FIM DE NOITE
Para o Primo Bastardo de Christiane F., com todo afeto possível fora da existência desumana do mundo, oferto-o essa história.
Com um cigarro entre os dedos contemplava um ponto qualquer pela janela. Não prestava atenção em nada especifico, olhava, apenas, e deixava os pensamentos irem emergindo de dentro de si. Não era um exercício complicado, bem, não deveria ser nem um exercício pensando de forma mais aprofundada. É que depois de certa idade o hábito de acordar as 01h00minh da madrugada ou da manhã – tanto fazia – já tinha adentrado naquela rotina.
Pensou em pegar o telefone e tentar uma comunicação efêmera com algum estranho desconhecido na internet. Pensou ainda sobre a facilidade de acesso da internet, o primeiro meio de comunicação global, e, de certo modo, até democrático, bastava um clique e conseguiria uma conversa vazia com qualquer sujeito em qualquer localidade.
Achou melhor não. Cansativo. Essa coisa de conversar com estranhos pela madrugada, depois adormecer e nem se lembrar do que havia falado...
Saiu da janela e foi em busca de outro cigarro. A boca já estava tão amarga, os dentes amarelos, sem contar os dedos, mas, raciocinou, um cigarro a mais, um cigarro a menos qual diferença faria para uma criatura que já fumava durante uns dez anos.
Acendeu o cigarro e sentou em um canto do quarto. Lembrou-se de alguns amigos; adentrou-se nas memórias e essas coisas que as pessoas fazem quando se encontra na perplexidade da existência. Recordava dos amigos – até os que já haviam partido de uma forma diferente, adjetivando-os – Fabio, tinha sempre filosofias de boteco; Ana era inteligente, embora, irredutível quanto as suas próprias convicções – e essa era a graça de tentar contrariar Ana, ela sempre tinha um argumento para tudo – Elisa, era alegre, divertida, principalmente em bebedeiras, não se esquecia de como era bom beber e rir com ela; Eusédio, foi uma história totalmente embaçada, era carente, era sexual, era afeto, mas só de uma noite. E quantas noites Eusédio tinha chegado a sua porta completamente bêbada em busca de socorro...
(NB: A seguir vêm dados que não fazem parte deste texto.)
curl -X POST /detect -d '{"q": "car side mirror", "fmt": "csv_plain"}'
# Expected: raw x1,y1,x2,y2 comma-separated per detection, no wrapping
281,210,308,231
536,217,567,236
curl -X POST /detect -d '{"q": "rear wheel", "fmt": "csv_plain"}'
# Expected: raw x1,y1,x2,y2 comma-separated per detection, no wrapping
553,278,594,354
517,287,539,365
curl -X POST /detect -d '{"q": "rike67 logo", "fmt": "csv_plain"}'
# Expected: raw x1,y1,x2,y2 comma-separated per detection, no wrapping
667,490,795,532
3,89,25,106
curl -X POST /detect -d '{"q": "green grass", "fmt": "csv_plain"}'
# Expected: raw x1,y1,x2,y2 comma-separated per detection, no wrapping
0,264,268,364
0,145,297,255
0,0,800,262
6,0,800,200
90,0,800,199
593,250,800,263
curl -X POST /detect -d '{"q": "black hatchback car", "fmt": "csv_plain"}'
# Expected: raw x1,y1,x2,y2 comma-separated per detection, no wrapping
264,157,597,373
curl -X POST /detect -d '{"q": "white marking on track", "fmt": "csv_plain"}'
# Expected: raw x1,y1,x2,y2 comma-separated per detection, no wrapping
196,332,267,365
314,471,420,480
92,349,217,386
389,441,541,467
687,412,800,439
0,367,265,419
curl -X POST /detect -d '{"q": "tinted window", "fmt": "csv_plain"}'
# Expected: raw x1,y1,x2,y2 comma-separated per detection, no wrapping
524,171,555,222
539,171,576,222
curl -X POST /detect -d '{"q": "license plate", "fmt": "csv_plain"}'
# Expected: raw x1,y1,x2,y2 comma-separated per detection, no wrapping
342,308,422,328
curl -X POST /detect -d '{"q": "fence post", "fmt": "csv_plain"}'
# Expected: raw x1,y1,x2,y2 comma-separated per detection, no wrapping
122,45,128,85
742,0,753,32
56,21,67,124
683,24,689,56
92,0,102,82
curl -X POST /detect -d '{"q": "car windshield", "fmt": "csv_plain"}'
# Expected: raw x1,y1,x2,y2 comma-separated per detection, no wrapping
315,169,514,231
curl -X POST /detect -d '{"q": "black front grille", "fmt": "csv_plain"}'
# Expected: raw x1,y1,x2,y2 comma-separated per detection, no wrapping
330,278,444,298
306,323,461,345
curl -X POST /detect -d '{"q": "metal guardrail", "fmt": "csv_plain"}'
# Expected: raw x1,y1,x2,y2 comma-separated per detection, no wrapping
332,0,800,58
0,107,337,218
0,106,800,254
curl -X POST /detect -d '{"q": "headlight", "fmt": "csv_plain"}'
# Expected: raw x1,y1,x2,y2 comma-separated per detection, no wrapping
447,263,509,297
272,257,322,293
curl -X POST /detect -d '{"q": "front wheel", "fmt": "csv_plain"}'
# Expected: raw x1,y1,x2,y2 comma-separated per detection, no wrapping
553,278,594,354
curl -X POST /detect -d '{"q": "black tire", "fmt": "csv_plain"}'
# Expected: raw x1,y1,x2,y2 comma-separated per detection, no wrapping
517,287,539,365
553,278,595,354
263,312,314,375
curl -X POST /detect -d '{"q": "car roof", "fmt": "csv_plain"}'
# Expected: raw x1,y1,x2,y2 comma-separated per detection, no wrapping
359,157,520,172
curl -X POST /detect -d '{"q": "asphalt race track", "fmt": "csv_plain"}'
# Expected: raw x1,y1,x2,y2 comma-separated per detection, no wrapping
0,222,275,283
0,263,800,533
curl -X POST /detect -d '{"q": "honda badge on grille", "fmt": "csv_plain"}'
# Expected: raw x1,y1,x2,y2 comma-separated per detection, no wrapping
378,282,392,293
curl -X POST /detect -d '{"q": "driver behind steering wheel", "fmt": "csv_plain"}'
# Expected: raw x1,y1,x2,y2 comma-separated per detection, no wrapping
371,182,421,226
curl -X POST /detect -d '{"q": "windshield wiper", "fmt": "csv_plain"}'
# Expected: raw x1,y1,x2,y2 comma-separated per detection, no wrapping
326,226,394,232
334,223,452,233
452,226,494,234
Matutou durante um tempo sobre esses amigos. Sentia falta. Saudade. É que quando você acorda uma hora da madrugada e tem apenas uma carteira de cigarros como subterfugio os pensamentos mais sórdidos dominam a mente. E para conseguir espantar a sordidez da própria condição humana patética é necessário recorrer a algum tipo de escapismo. Então, lembrar-se das pessoas sempre soa como o caminho mais fácil.
Nessa dinâmica de recordar os amigos e procurar por meio de reviver histórias caiu em pura nostalgia. O perigo está sempre em seguir o coelho branco. Riu do próprio pensamento. Coelho branco. Lagartas que falam e fumam. Gatos filosóficos e Chás Malucos com direito a dilatação de tempo.
Observando a parede branca, que causava um ar claustrofóbico tentava expelir junto com a fumaça a iminência de seu descontrole. Desses descontrole que as pessoas que olham o mundo com o olho esquerdo apresentam. E, ainda, tentando recontar para si as velhas histórias, em sua colcha de retalho puída foi interrompido pelo telefone.
– Alô?? Alô?? Você tá aí? – a voz do outro lado dizia em desespero.
– ...
– Alô? Responde.
– Oi – Disse.
– Desculpa à hora, eu sei que é tarde. Você estava dormindo?
– Não.
– Você está tão monossilábico. – Disse a voz do outro lado da linha.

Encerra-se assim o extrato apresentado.